The long awaited revisions to the California Advanced Service Fund’s (CASF) infrastructure grant program are finally on the table, more than a year after it was signed into law by governor Jerry Brown. A draft of the new rules was published late Friday afternoon, with the goal of putting it to a vote of the California Public Utilities Commission next month. There’s a lot of good news in the draft, but also some bad news. Some of the bad is unavoidable. The California legislature voted to turn CASF into a taxpayer-funded piggybank for AT&T and Frontier Communications. Friday’s draft, issued by Martha Guzman Aceves, the commissioner assigned to the rewrite, plays the poor hand dealt by lawmakers reasonably well.
One bit of bad news could have been avoided. If the draft is approved, the CPUC will only accept applications for CASF infrastructure grants once a year, in April. That’s a victory for big, monopoly model cable and telephone companies over sound broadband development policy. Independent projects, proposed by competitive broadband providers and backed by local communities, don’t run on a timetable. Corporate planning departments and capital budgets can and do. It’s convenient for AT&T and Frontier to spend a year drawing up a wish list and submitting it all at once. Not so for a one off project designed to fill a gap in a community that isn’t affluent enough generate a sufficient return on investment for those incumbents, with or without a subsidy.

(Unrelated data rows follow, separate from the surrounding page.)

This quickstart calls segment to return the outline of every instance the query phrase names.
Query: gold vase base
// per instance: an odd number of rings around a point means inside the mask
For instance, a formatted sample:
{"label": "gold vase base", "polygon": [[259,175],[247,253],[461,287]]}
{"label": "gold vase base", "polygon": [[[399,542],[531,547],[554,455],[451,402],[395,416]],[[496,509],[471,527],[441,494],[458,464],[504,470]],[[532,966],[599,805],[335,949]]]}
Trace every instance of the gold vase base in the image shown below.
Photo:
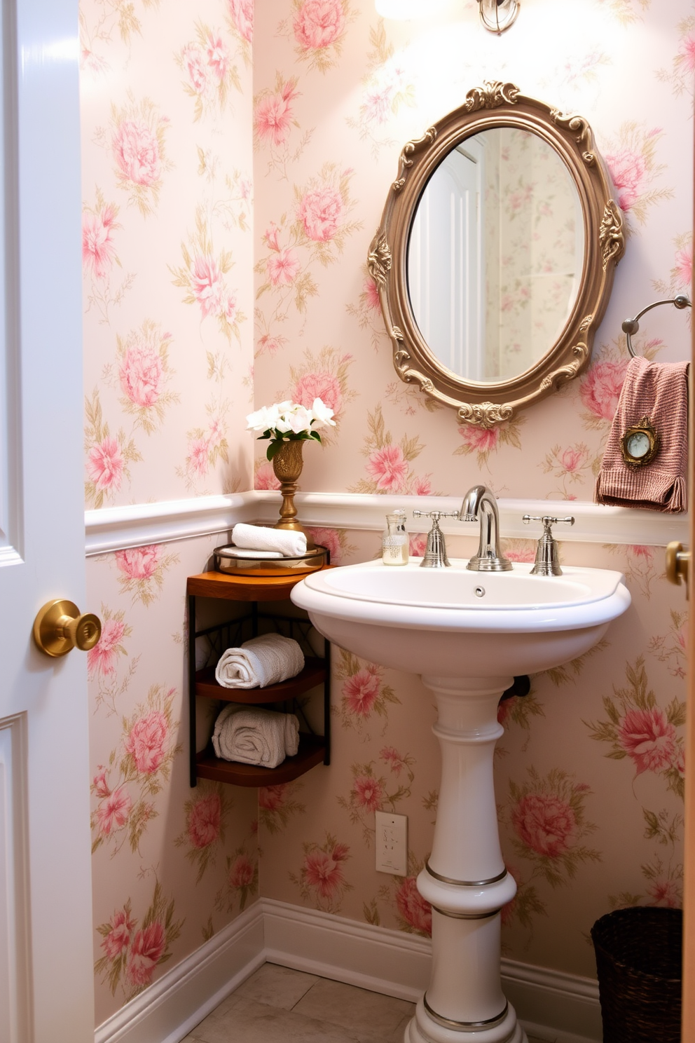
{"label": "gold vase base", "polygon": [[215,568],[227,576],[302,576],[328,564],[328,550],[314,547],[294,558],[237,558],[234,547],[216,547]]}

On the plus side, the proposed changes to the program offer hope for local projects – if you don’t bet you can’t win – that can slow dance to the CPUC’s beat:
- The review and approval process would be streamlined. Projects requesting a grant of $5 million or less, and that meet other cost and regulatory criteria could be approved by staff, instead of having to go to a formal vote by commissioners.
- A seemingly hard three week deadline is set for incumbents that try to block competitors by claiming they already provide service that meets the California legislature’s pitiful minimum 6 Mbps download and 1 Mbps upload speeds. In the past, the CPUC has allowed incumbents to disrupt application reviews through perpetual challenges – Frontier is a particular abuser of the process – leading to delays of more than two years and, in some cases, killing projects altogether.
- Challengers will also have to submit hard, complete information about current service upfront, including information about actual customers who subscribe to it. But only one qualifying sub per census block could be enough to kill an infrastructure upgrade for everyone else.
- Projects “in low income areas” or where the only terrestrial option is dial up service can be fully funded; projects elsewhere that meet certain criteria can get up to 80%.
- Projects can include middle mile facilities if the applicant demonstrates “it requested specific data and/or transport services from a provider and that provider was not able to meet that request and offered no other alternative”. There’s good and bad in this particular language. It opens the door to meaningful middle mile upgrades, which are indispensable to broadband development. On the other hand, it calls out transport and data services – Layers 2 and 3+, in geek speak – but ignores dark fiber, i.e. Layer 1, which is the true choke point that monopoly model telcos like AT&T, Frontier and CenturyLink use to block competition.
- Rules for the so-called right of first refusal – Jus Primae Noctis is a better description – have been tightened. It’s a legislative present to incumbents which allows them to block projects in an area by promising to upgrade service.
- AT&T and Frontier will have to disclose plans for building out in federally subsidised areas, if they want to keep the gift of exclusivity lawmakers gave them
after cashing their generous checksout of a profound commitment to public service.
- Formal requirements would be established for 1. latency (max of 100 milliseconds), 2. monthly data caps (at least 190 gigabytes) and 3. an “affordable broadband plan for low-income customers”.
Technical changes to the current rules are also proposed. A few requirements have been streamlined, others tightened up.
One can was kicked down the road. The “line extension” program approved by lawmakers, which was first proposed by Comcast as a way of laundering subsidies through customers in order to escape CPUC oversight, will be left to “a future commission decision”. Lawmakers set aside $5 million for grants to residents to pay for extending service to their homes.
The draft was released in time for a vote by commissioners at their final meeting of the year, on 13 December 2018. A delay until next year is possible, though.